Nairobi hosts Eritrea-Ethiopia talks | News | Al Jazeera

Nairobi hosts Eritrea-Ethiopia talks

UN peacekeepers have met senior military officers from Ethiopia and Eritrea in Nairobi in a bid to calm soaring tensions over their border that have raised fears of renewed conflict between the two countries.

    Ethiopian soldiers on the Eritrean border

    Two days after the UN Security Council threatened the arch-rival neighbours with sanctions if they returned to war, the UN Mission in Ethiopia and Eritrea (UNMEE) hosted the closed-door talks in the Kenyan capital on Friday, officials said.
      
    There was no immediate word on any outcome as none of the parties spoke with reporters after the meeting at a Nairobi hotel, but an UNMEE official said the mission would release a statement about it on Saturday.
      
    The gathering was the first of the so-called "Military Coordination Commission" (MCC) to be held since UNMEE reported this month that the border had become "tense and potentially volatile" with troop movements on both sides.

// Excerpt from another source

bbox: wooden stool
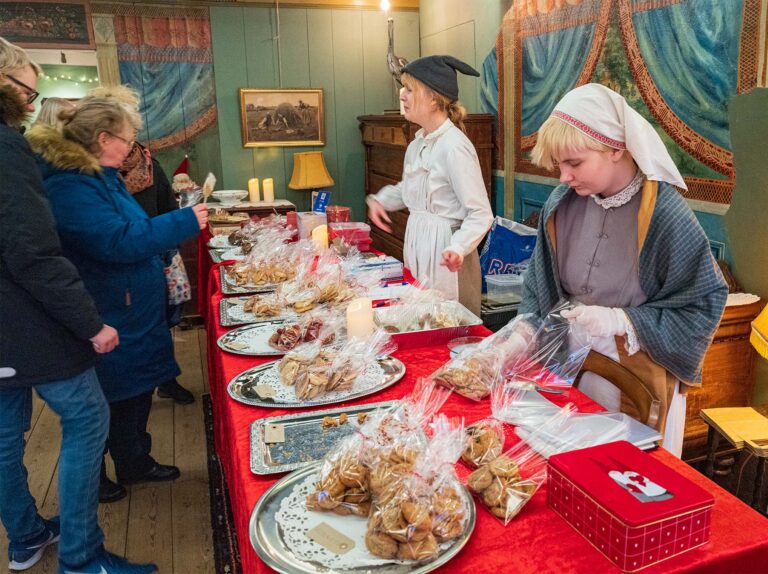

    On Thursday, UNMEE said a small group of Ethiopian troops had temporarily breached the 25km wide Temporary Security Zone (TSZ) that hugs the 1000km border earlier this week. 

    Warning
      
    On Wednesday, the Security Council warned that both sides would face economic and diplomatic sanctions if they returned to war, and said Eritrea could be imposed with such measures if it did not rescind its restrictions on UNMEE.
                                                                                                                                                                                            Ethiopia has yet to formally respond to either the Security Council resolution or the report that some its troops had occupied an area in the eastern sector of the TSZ from Saturday to Wednesday.
      
    But Eritrea has criticised the resolution as a "recipe for more conflict" and attacked the council for failing to forcefully demand that Ethiopia should accept a binding 2002 border demarcation it has thus far refused to accept.